With so many programs and similar curriculums out there, how can business schools give their students an edge in the ‘real’ world?
A recent study by the Financial Times has found that employers are increasingly looking for students with adaptable ‘soft’ skills such as the ability to work in a team or the ability to solve complex problems, and placing less importance on ‘hard skills’ such as technical knowledge in accounting or marketing.
The Lisbon MBA—a joint effort between Católica-Lisbon, Nova SBE, and MIT Sloan—places soft skills at the forefront of its curriculum.
Its Friday Forum Series—a set of workshops held yearly that focus on leadership—aims to develop MBA students’ adaptable soft skills through various teaching methods designed to prepare students for the future of work.
Coordinator of the Friday Forum Series, Teresa Oliveira (pictured), says the program is unique in that it encourages creative methods of learning, as well as adapting to the students’ own needs.
“In the program, we blend several learning methods: workshops with very different contents and methodologies, individual and group coaching sessions, and on-going peer feedback,” Teresa explains.
“Some workshops are mandatory while others are optional, according to each students’ development goals. We expect our students to be the main actors of their development.”

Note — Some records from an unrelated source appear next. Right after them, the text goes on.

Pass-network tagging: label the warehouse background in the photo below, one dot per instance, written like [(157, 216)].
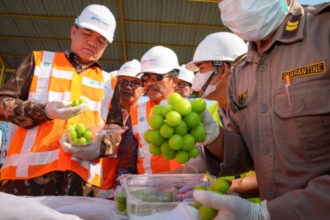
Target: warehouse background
[(27, 25)]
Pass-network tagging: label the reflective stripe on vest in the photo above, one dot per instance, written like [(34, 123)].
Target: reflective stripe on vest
[(36, 151), (139, 129), (108, 93)]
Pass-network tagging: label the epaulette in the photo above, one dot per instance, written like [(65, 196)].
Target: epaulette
[(321, 8)]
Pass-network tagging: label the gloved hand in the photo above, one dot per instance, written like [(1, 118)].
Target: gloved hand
[(186, 192), (232, 207), (89, 151), (63, 109), (211, 126)]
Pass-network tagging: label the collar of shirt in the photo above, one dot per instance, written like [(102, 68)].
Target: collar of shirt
[(125, 115), (78, 64), (296, 12)]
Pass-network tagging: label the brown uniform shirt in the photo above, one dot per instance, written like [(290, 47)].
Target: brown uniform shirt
[(284, 131)]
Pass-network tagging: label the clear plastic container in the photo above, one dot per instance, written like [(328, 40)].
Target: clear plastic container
[(151, 196)]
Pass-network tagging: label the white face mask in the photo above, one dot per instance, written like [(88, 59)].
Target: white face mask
[(199, 80), (253, 20)]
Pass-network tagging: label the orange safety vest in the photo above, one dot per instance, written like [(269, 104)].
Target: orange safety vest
[(147, 163), (36, 151)]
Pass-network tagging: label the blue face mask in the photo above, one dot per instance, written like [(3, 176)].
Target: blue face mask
[(253, 20)]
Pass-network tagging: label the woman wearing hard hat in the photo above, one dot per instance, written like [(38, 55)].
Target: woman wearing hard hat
[(37, 163)]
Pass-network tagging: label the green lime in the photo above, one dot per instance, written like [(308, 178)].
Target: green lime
[(80, 131), (155, 121), (169, 156), (182, 156), (181, 129), (221, 186), (173, 118), (88, 135), (165, 149), (188, 142), (75, 103), (156, 138), (70, 127), (199, 132), (146, 136), (198, 105), (81, 101), (121, 198), (157, 110), (175, 142), (182, 106), (73, 134), (154, 150), (167, 109), (174, 98), (82, 140), (196, 205), (194, 152), (192, 119), (166, 131), (206, 213)]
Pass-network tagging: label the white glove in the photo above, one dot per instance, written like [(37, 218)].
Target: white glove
[(211, 126), (88, 151), (63, 109), (232, 207)]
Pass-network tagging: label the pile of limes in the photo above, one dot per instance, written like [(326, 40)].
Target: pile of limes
[(175, 128), (77, 102), (79, 134), (220, 186)]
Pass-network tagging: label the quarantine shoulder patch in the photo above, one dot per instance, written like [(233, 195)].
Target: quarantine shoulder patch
[(309, 70)]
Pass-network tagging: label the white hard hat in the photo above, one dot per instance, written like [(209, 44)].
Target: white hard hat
[(159, 60), (220, 46), (114, 73), (98, 18), (130, 68), (186, 75)]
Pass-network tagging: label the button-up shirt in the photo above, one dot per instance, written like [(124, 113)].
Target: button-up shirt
[(279, 111)]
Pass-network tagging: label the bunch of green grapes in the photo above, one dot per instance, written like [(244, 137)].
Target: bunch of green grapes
[(220, 186), (175, 128), (79, 134)]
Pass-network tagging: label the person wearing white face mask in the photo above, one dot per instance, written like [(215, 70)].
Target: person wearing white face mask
[(279, 112), (213, 59)]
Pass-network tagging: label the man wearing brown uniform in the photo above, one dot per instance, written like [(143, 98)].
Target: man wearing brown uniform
[(279, 112)]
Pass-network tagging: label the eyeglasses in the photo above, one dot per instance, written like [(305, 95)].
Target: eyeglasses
[(181, 85), (158, 77), (133, 84)]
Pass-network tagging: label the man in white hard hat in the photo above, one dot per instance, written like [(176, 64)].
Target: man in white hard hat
[(185, 81), (212, 60), (278, 110), (159, 74), (37, 98), (130, 90)]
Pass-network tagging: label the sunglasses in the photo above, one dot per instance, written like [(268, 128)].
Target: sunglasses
[(132, 84), (181, 85), (157, 77)]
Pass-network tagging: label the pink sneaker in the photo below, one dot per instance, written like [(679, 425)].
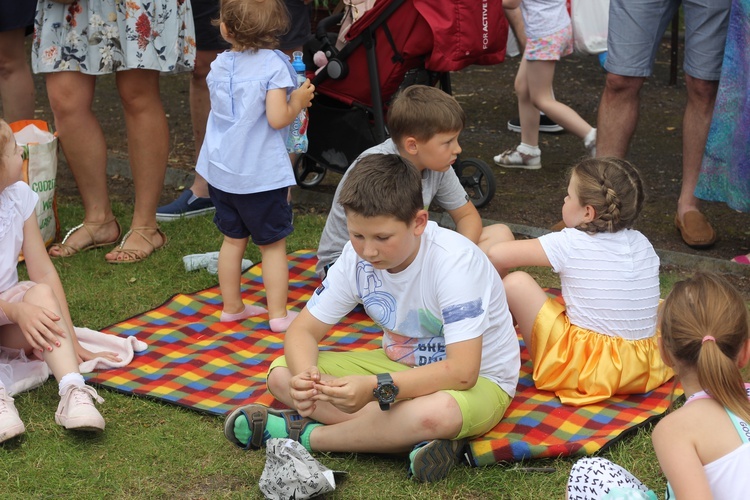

The workshops aim to transform MBA students into leaders of the future and consequently focuses on specific skills including building trust, creativity, and being prepared for uncertainty.
Teresa says that these skills are crucial for starting a career in today’s business environment.
“The world of work is becoming more and more thought-provoking, and although technical and management skills will still be important to support future success, markets have to deal with new complex competitive factors,” she adds.
“Personal and interpersonal skills can equip us with mindsets that anticipate the impacts of frequent and unpredicted changes and integrate strategies to handle these novel contexts.”
Sangeet Chowfla, chief executive of the Graduate Management Admission Council (GMAC), has previously said that, to encourage soft skills, business schools should be focusing on bringing diverse student cohorts together to tackle unfamiliar challenges.
50% of students on The Lisbon MBA are from outside Portugal; students in the 2018 cohort are from industries ranging from media and real estate to healthcare and finance; and, with the Friday Forum Series, The Lisbon MBA is doing just this.
“The Friday Forum Series aims to foster in our students the development of a ‘new’ mindset regarding what is leadership,” Teresa continues. “A good leader is no longer the ‘heroic’ person that influences or mobilizes the followers, but a facilitator that unleashes real collaboration in complex, ambiguous and fast-changing contexts.”
The Lisbon MBA allows students to put their newly-acquired leadership skills into practice during the program. Students have the opportunity to participate in a one-month immersion experience at MIT in the US, where they meet with companies in Boston and attend classes at Sloan School of Management.
“In sum, we provide a program on The Lisbon MBA where students are invited to know and question themselves, their habits, and beliefs,” Teresa concludes. “We offer opportunities to practice key leadership principles and tools, which can be applied both during and after the program.”